Amava il teatro ed imparò le leggende puraniche tramite quest’arte, che praticava mirabimente sia nelle parti maschili che in quelle femminili.
Crescendo si trasferì a Calcutta, dove divenne sacerdote al tempio di Dakshineswar, prendendo in seguito in moglie Sarada Devi.
Nel tempo cominciò a circolare la voce di questo sacerdote dai modi poco ortodossi, probabilmente folle, che tuttavia mostrava del luminoso genio nella sua apparente follia.
Chi ha conosciuto Ramakrishna, considerato sia dal popolo che dai massimi esperti alla stregua di un avatar, un’incarnazione del Divino, lo racconta come una persona estremamente semplice, addirittura un sempliciotto, alla maniera della “divina asinitade” di cui scriveva Giordano Bruno.

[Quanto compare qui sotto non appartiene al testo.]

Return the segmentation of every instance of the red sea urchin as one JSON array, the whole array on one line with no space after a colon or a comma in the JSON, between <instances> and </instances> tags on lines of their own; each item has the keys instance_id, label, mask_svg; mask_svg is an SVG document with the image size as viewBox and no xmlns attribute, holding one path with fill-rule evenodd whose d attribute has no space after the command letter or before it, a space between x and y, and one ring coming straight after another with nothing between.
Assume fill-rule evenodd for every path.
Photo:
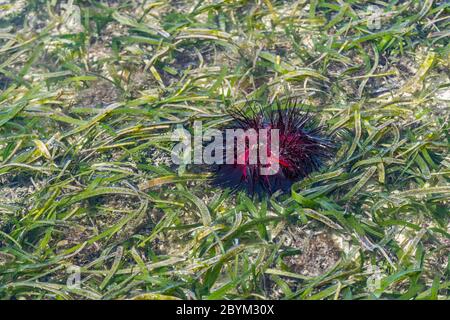
<instances>
[{"instance_id":1,"label":"red sea urchin","mask_svg":"<svg viewBox=\"0 0 450 320\"><path fill-rule=\"evenodd\" d=\"M223 161L224 164L218 166L217 185L259 195L272 194L277 190L288 191L294 182L318 170L325 160L331 158L334 147L330 137L309 113L296 106L294 100L286 104L277 102L268 110L260 107L256 110L254 105L249 105L247 109L250 110L248 114L241 110L229 113L233 118L231 129L255 130L258 145L245 139L245 146L239 149L236 146L238 142L233 142L234 161ZM265 139L261 139L261 129L266 129L263 130ZM263 143L267 145L264 150L270 156L270 133L273 129L278 129L278 153L272 157L272 161L278 162L277 171L262 174L261 168L267 166L267 162L263 164L259 156L256 162L249 161L249 150L260 150Z\"/></svg>"}]
</instances>

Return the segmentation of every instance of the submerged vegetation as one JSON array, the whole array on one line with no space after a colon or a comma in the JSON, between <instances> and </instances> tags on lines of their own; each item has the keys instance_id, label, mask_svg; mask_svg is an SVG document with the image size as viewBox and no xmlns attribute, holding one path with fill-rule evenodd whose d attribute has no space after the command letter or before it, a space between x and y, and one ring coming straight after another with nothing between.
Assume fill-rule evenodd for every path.
<instances>
[{"instance_id":1,"label":"submerged vegetation","mask_svg":"<svg viewBox=\"0 0 450 320\"><path fill-rule=\"evenodd\" d=\"M448 1L0 0L0 298L446 299ZM296 97L336 134L267 201L178 124Z\"/></svg>"}]
</instances>

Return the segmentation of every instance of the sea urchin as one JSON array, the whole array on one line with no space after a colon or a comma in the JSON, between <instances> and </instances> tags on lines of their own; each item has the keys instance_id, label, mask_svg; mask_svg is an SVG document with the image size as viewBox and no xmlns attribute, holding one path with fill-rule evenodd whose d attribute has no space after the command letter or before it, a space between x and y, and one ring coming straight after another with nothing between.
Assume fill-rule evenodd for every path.
<instances>
[{"instance_id":1,"label":"sea urchin","mask_svg":"<svg viewBox=\"0 0 450 320\"><path fill-rule=\"evenodd\" d=\"M257 145L250 139L241 140L241 144L245 141L241 146L238 145L239 142L233 142L234 159L231 162L223 161L218 166L216 184L233 190L244 189L250 194L287 191L294 182L318 170L332 156L334 148L330 137L309 113L296 106L295 101L290 100L284 105L277 102L266 110L249 104L246 109L250 112L229 112L233 119L231 129L254 130L258 135ZM264 174L261 169L267 167L267 162L261 161L260 150L267 150L268 156L271 156L273 129L278 129L279 147L271 161L277 162L277 169ZM259 149L261 146L264 149ZM259 150L257 160L253 162L249 157L249 150L252 149Z\"/></svg>"}]
</instances>

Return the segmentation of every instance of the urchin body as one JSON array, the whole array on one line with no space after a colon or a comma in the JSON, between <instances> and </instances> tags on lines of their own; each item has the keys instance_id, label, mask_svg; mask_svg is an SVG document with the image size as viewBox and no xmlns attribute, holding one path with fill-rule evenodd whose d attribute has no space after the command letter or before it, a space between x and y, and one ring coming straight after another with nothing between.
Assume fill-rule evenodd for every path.
<instances>
[{"instance_id":1,"label":"urchin body","mask_svg":"<svg viewBox=\"0 0 450 320\"><path fill-rule=\"evenodd\" d=\"M250 194L271 194L277 190L287 191L292 184L311 172L319 170L324 161L332 156L333 144L323 127L317 126L314 118L295 103L286 106L276 104L269 110L250 108L250 113L230 112L233 129L254 130L258 133L258 145L245 141L245 148L233 145L234 162L227 162L218 167L216 183L231 189L244 189ZM261 130L265 129L265 130ZM277 129L278 152L271 156L271 131ZM268 135L261 139L260 136ZM263 142L262 142L263 141ZM266 145L261 145L261 143ZM270 161L276 161L277 170L270 174L262 173L264 167L271 163L256 162L249 159L249 150L256 148L267 150ZM270 157L271 156L271 157ZM225 161L224 161L225 163Z\"/></svg>"}]
</instances>

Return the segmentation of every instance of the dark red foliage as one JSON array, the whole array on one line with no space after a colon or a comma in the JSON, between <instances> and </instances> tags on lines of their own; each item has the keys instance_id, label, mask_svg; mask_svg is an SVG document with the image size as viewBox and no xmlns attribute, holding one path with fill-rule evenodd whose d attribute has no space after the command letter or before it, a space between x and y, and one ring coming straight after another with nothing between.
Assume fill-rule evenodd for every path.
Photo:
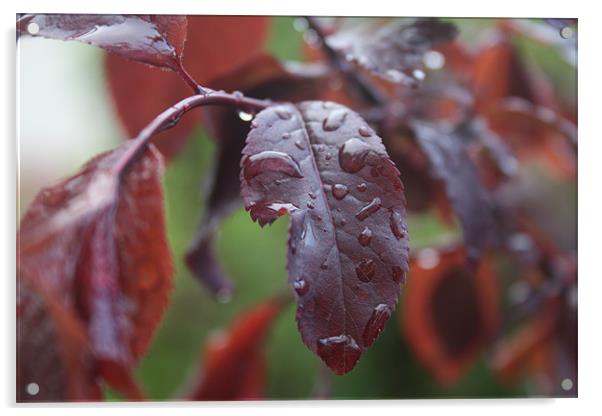
<instances>
[{"instance_id":1,"label":"dark red foliage","mask_svg":"<svg viewBox=\"0 0 602 416\"><path fill-rule=\"evenodd\" d=\"M463 141L462 128L466 127L448 131L443 125L419 120L414 120L411 126L434 176L445 184L462 225L469 259L474 261L494 243L496 222L491 196L482 186Z\"/></svg>"},{"instance_id":2,"label":"dark red foliage","mask_svg":"<svg viewBox=\"0 0 602 416\"><path fill-rule=\"evenodd\" d=\"M260 303L240 314L229 328L210 335L202 355L201 376L188 399L263 399L263 345L282 306L278 299Z\"/></svg>"},{"instance_id":3,"label":"dark red foliage","mask_svg":"<svg viewBox=\"0 0 602 416\"><path fill-rule=\"evenodd\" d=\"M97 156L78 174L42 190L21 221L18 248L20 271L85 328L100 375L136 398L124 377L163 316L173 268L161 156L149 148L119 176L130 146ZM115 368L123 377L115 376Z\"/></svg>"},{"instance_id":4,"label":"dark red foliage","mask_svg":"<svg viewBox=\"0 0 602 416\"><path fill-rule=\"evenodd\" d=\"M218 87L213 82L215 79L261 51L269 26L267 17L258 16L188 16L187 20L183 65L197 82L209 87ZM219 47L215 46L216 40ZM132 65L113 55L107 55L105 66L117 115L129 137L135 137L149 120L190 95L190 90L175 74ZM151 85L152 94L149 94ZM162 133L157 147L167 159L180 151L199 120L199 114L191 114Z\"/></svg>"},{"instance_id":5,"label":"dark red foliage","mask_svg":"<svg viewBox=\"0 0 602 416\"><path fill-rule=\"evenodd\" d=\"M347 373L408 270L399 172L372 129L334 103L273 106L253 127L241 161L245 208L262 226L290 213L287 269L303 341Z\"/></svg>"},{"instance_id":6,"label":"dark red foliage","mask_svg":"<svg viewBox=\"0 0 602 416\"><path fill-rule=\"evenodd\" d=\"M457 29L438 19L408 23L395 19L385 26L366 23L339 30L327 38L328 45L387 81L416 85L424 74L422 56L435 44L452 40Z\"/></svg>"},{"instance_id":7,"label":"dark red foliage","mask_svg":"<svg viewBox=\"0 0 602 416\"><path fill-rule=\"evenodd\" d=\"M459 245L412 256L403 330L439 382L454 383L474 362L498 324L498 299L488 258L475 269Z\"/></svg>"},{"instance_id":8,"label":"dark red foliage","mask_svg":"<svg viewBox=\"0 0 602 416\"><path fill-rule=\"evenodd\" d=\"M19 274L17 401L100 400L86 329L71 309ZM36 383L39 392L28 394Z\"/></svg>"},{"instance_id":9,"label":"dark red foliage","mask_svg":"<svg viewBox=\"0 0 602 416\"><path fill-rule=\"evenodd\" d=\"M418 359L450 385L497 332L491 364L500 379L529 369L575 381L550 394L576 392L574 227L549 209L558 196L528 181L535 176L521 165L537 158L549 173L574 178L576 112L515 42L520 35L552 45L571 63L576 39L548 29L575 22L500 20L486 44L468 49L438 19L306 21L306 37L316 38L311 64L263 51L267 17L18 16L21 36L111 52L108 87L135 138L43 189L23 216L18 401L99 400L101 382L144 398L133 374L173 274L159 151L177 155L201 120L217 154L185 260L214 295L233 293L213 238L240 196L262 227L289 214L299 331L334 373L346 374L405 283L408 198L412 211L435 208L450 224L455 215L464 235L463 244L411 259L401 325ZM423 66L429 51L443 54L443 68ZM157 150L150 143L159 133ZM510 299L500 328L494 260L515 267L512 284L529 292ZM265 398L263 347L284 302L260 303L211 336L187 398ZM524 322L508 336L515 322L506 318L516 317ZM34 382L39 394L28 394Z\"/></svg>"},{"instance_id":10,"label":"dark red foliage","mask_svg":"<svg viewBox=\"0 0 602 416\"><path fill-rule=\"evenodd\" d=\"M300 101L318 95L324 85L320 66L284 64L267 54L257 55L234 71L216 79L218 89L239 91L252 97ZM187 254L186 263L214 294L227 297L233 285L219 265L213 248L213 234L221 222L241 205L240 153L250 128L236 109L207 108L205 126L217 142L217 161L207 186L204 217Z\"/></svg>"},{"instance_id":11,"label":"dark red foliage","mask_svg":"<svg viewBox=\"0 0 602 416\"><path fill-rule=\"evenodd\" d=\"M29 31L37 25L38 31ZM17 22L21 36L76 40L127 59L180 70L186 40L185 16L36 14Z\"/></svg>"}]
</instances>

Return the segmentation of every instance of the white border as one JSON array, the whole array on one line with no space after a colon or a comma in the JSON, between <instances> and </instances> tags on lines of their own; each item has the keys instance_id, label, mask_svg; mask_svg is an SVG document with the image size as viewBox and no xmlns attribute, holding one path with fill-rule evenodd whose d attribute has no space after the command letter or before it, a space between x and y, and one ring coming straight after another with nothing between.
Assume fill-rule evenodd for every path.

Eppure nella sua semplicità d’animo era in grado di interpretare tutti i testi più sacri con una profondità mai vista prima. La sua pratica religiosa era semplice e al tempo stesso arditamente complessa.
A sentir lui, tutto ciò che faceva era adorare la Madre Divina in ogni cosa come fosse più che reale. Lei era l’unica presenza con cui aveva a che fare rapportandosi con le persone e gli oggetti. Non di rado è stato visto parlare con le statue od offrire del cibo consacrato ai gatti.
La Madre era per lui ovunque.
L'aspetto rivoluzionario di Ramakrishna
La complessità rivoluzionaria della sua figura è stata la totale apertura verso ogni via spirituale, al punto di riuscire a conciliare nella sua figura esperienze spirituali considerate fino ad allora inconciliabili.
Abbiamo accennato al suo rapporto con la Madre Divina, come quello che si ha con una divinità personale.
Tuttavia Ramakrishna accettò anche di praticare la via monistica advaita, rinunciando al concetto di divinità personale con attributi, sperdendosi nella trascendenza assoluta senza forma.
Da li tornò continuando a praticare entrambi gli aspetti come veri e non come inconciliabili.
Non solo, per dimostrare la fondamentale unità di tutte le vie spirituali, divenne cristiano, facendo esperienza diretta di Cristo, e in seguito anche musulmano, come fervente adoratore di Allah.
Induista, Cristiano e musulmano, folle devozionale con una conoscenza più vasta di quella di tutti gli eruditi d’India. Ma come diffondeva la sua esperienza?
Continuava a portare avanti la sua vita nel tempio, molto rustica, senza eurdizione alcuna, alla presenza di pochi discepoli.
Insegnava con un liguaggio semplice e figurativo, a mo’ di favole di campagna, con cui indirizzava le anime allautorealizzazione.
Il suo più importante discepolo è stato Swami Vivekananda.
Ogni tanto Ramakrishna si faceva accompagnare per l’occasione di ascoltare canti devozionali, che amava particolarmente. Non ha lasciato nessun testo scritto, la sua vita è stata raccontata dai suoi discepoli. Molto spesso andava in stato di Samadhi in presenza dei discepoli, e da quella condizione impartiva, col suo fare sempre molto emotivo, insegnamenti. Era noto anche per il suo particolare rapporto con le donne.
Pur essendo sposato non consumò mai il matrimonio. Si rapportava con le donne come fosse una donna, talvolta vestendosi da donna.
Alla sua morte, quando chiesero alla moglie che aveva lasciato come stesse, lei rispose piangendo che non era triste perché aveva perduto il marito, ma perché aveva perduto la compagnia di Kali vivente.
In un' epoca di fondamentalismo religioso e di recrudescenze culturali come quella di oggi, la riscoperta di una figura come quella di Ramakrishna sarebbe fondamentale. E’ stato l’esempio vivente di un nuovo modello, ha dimostrato che tutte le religioni sono vere, sacre, e sperimentabili liberamente. I muri religiosi e spirituali sono ostacoli allo spirito.
Forse non è un caso che prima di morire predisse che sarebbe tornato a metà del ventunesimo secolo nella zona dell’Asia Centrale poco sopra il Medio Oriente. Forse dopo il Rinascimento bengalese il folle divino ha intenzione di dare il via ad un altro piu’ grande Rinascimento.